The Counterpoints series produced by Zondervan Publishing “provides a forum for the comparison and critique of different views on issues important to Christians.”1 Notable theologian Stanley Gundry is the series editor. The format for each book in the series is for three or four Christian leaders or scholars who are divided on an important Christian issue to each write an essay where they explain their position and briefly describe what they believe to be the best evidences for their position. Each essay is followed by responses from the other essayists and a brief rejoinder.
The Counterpoints series has featured books on creation, evolution, the early chapters of Genesis, and biblical inerrancy before. In these previous books the Reasons to Believe perspective was not presented. Consequently, over the past three decades we have had to continually deal with misunderstandings and misrepresentations of our positions and missions. Therefore, I jumped at the offer to participate in the latest book in the series, Four Views on Creation, Evolution, and Intelligent Design.2 I saw my contribution as an opportunity to set the record straight on our mission and vision and on what we believe at Reasons to Believe and why we believe it.
The four authors for the book were the presidents of Answers in Genesis (Ken Ham), BioLogos (Deborah Haarsma), Discovery Institute (Stephen Meyer), and Reasons to Believe (Hugh Ross). Ken Ham (bachelor of applied science in environmental biology and diploma in education) defended young-earth creationism, Deborah Haarsma (PhD, astrophysics) defended evolutionary creationism, Stephen Meyer (PhD, history and philosophy of science) defended intelligent design, and I (PhD, astronomy) defended old-earth creationism.
The general editor for the book, James Stump (PhD, philosophy), is the senior editor for BioLogos—thus, he obviously favors the evolutionary creationism position. I was impressed, however, by how impartially Stump fulfilled his role as the book’s editor and how fairly and charitably he treated each author.
Originally, the four authors were to describe and defend their positions on creation, evolution, and the early chapters of Genesis. This assignment proved difficult for Meyer since the Discovery Institute and the intelligent design movement as a matter of policy “does not offer an interpretation of the book of Genesis, nor does it posit a theory about the length of the biblical days of creation or the age of the earth.”3 Thus, the book morphed into four views on creation, evolution, and intelligent design. Nevertheless, the other three authors did engage one another on their respective interpretations of Genesis 1–11.
I applaud Stump for requiring each of us authors to close our opening essays with what we considered to be the most significant biblical and scientific challenges to our respective positions. The subject of creation, evolution, and Genesis for the past two centuries has been typified by Christian leaders holding rigidly to their positions and refusing to consider any possible modifications or adjustments. By admitting and addressing both possible biblical and scientific challenges, we were all encouraged to go where the evidence goes.
I also applaud Stump for doing everything in his power to encourage a charitable dialogue among the authors. Readers will probably note that Stump’s objective was only partially achieved. However, as an insider I can attest that whatever lack of charity remains in the book is of no fault of Stump.

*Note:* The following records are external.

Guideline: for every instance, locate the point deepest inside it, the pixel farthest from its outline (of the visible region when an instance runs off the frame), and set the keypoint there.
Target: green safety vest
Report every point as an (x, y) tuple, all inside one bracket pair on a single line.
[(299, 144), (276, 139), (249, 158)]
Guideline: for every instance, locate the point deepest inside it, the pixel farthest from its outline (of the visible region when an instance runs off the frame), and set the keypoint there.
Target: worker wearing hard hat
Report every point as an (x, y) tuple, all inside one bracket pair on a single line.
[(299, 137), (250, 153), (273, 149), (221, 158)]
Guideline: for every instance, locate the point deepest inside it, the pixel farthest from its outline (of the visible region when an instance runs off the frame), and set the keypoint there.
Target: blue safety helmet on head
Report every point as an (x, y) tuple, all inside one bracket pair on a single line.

As for my own hopes for the book, I am grateful that the all-too-typical false dichotomy of young-earth creationism versus theistic evolution was countered. I was encouraged that I had the opportunity to correct the misunderstandings the other authors had about my views and motives. I was encouraged, too, that for the first time in print the four predominant positions on the science-faith spectrum were accurately and fairly presented. In particular, I was pleased that each author stated where they stood on the issue of biblical inspiration and inerrancy, especially the International Council on Biblical Inerrancy affirmations and denials, and why. While space prohibited laying out all the evidences for the respective positions, each of the authors had written several other books and articles where that had been done. We cited these other works in our contributions to enable any reader who wants to dig deeper to do so.
At 235 pages, the book is short enough to quickly provide both Christian and non-Christian readers an understanding of the scope and the passions of the science-faith debate within the Christian community. At the same time, it is long enough to be a useful textbook for Christian seminaries and colleges and for youth and adult classes in churches and Bible studies.